The unused portion of the RDD cache fraction can also be used by JVM.

Therefore, GC analysis for Spark applications should cover memory usage of both memory fractions.

When an efficiency decline caused by GC latency is observed, we should first check and make sure the Spark application uses the limited memory space in an effective way. The less memory space RDD takes up, the more heap space is left for program execution, which increases GC efficiency; on the contrary, excessive memory consumption by RDDs leads to significant performance loss due to a large number of buffered objects in the old generation.

So when GC is observed as too frequent or long lasting, it may indicate that memory space is not used efficiently by Spark process or application.

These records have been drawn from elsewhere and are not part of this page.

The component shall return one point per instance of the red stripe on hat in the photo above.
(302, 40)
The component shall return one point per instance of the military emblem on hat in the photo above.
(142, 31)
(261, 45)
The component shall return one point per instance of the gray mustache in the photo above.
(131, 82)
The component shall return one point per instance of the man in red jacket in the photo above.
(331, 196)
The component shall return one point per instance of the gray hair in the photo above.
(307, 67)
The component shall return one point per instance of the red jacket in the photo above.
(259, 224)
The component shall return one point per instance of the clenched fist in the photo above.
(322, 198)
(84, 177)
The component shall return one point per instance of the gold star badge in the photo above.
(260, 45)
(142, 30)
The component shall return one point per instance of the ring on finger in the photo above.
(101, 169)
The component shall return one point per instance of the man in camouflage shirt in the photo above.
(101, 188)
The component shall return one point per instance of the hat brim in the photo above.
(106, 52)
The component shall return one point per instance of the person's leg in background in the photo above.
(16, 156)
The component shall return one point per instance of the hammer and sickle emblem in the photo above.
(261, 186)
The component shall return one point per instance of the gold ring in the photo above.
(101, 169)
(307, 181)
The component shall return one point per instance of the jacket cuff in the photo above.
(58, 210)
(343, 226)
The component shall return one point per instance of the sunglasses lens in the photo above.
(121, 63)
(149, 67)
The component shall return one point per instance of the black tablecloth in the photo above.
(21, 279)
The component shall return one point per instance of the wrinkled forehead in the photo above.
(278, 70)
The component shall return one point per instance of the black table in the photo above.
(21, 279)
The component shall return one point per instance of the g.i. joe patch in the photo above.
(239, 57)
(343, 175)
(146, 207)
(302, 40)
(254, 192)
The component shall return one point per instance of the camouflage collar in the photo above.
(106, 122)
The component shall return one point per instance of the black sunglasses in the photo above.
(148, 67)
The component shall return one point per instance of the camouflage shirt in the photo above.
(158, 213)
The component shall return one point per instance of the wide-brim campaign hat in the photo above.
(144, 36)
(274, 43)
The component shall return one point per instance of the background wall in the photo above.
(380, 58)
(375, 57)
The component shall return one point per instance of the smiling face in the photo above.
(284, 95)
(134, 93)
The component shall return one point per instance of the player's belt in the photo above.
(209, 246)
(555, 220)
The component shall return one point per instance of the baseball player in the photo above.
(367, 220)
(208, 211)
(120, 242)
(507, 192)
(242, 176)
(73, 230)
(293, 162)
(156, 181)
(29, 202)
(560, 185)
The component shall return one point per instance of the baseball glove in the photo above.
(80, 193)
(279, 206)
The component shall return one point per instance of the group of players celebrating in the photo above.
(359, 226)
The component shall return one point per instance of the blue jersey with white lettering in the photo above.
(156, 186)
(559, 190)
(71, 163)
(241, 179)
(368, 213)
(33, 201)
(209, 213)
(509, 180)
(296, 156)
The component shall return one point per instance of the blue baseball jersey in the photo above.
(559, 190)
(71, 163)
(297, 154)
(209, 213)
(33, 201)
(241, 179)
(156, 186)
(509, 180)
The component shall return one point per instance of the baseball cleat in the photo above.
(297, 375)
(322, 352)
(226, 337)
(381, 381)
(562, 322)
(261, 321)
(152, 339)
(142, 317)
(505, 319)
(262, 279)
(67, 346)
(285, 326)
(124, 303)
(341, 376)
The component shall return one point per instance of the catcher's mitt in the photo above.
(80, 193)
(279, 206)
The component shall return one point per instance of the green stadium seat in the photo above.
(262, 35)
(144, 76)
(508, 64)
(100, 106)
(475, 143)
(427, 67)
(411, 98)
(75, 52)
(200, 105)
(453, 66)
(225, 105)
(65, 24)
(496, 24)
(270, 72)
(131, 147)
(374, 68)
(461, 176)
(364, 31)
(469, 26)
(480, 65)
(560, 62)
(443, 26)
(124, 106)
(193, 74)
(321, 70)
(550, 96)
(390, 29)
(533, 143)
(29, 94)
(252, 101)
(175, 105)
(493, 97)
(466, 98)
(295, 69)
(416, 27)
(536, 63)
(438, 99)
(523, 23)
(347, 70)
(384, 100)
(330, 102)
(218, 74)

**You can improve performance by explicitly cleaning up cached RDD’s after they are no longer needed.**

## **Choosing a Garbage Collector**

The Hotspot JVM version 1.6 introduced the **Garbage-First GC (G1 GC)**. The **G1** collector is planned by Oracle as the long term replacement for the **CMS GC**. Most importantly, respect to the **CMS** the **G1** collector aims to achieve both **high throughput** and **low latency**.

Is recommend trying the **G1 GC** because Finer-grained optimizations can be obtained through GC log analysis [\[17\]](https://databricks.com/blog/2015/05/28/tuning-java-garbage-collection-for-spark-applications.html).

To avoid full GC in **G1 GC**, there are two commonly-used approaches:

1. Decrease the **InitiatingHeapOccupancyPercent** option’s value (the default value is 45), to let G1 GC starts initial concurrent marking at an earlier time, so that we are more likely to avoid full GC.
2. Increase the **ConcGCThreads** option’s value, to have more threads for concurrent marking, thus we can speed up the concurrent marking phase. Take caution that this option could also take up some effective worker thread resources, depending on your workload CPU utilization.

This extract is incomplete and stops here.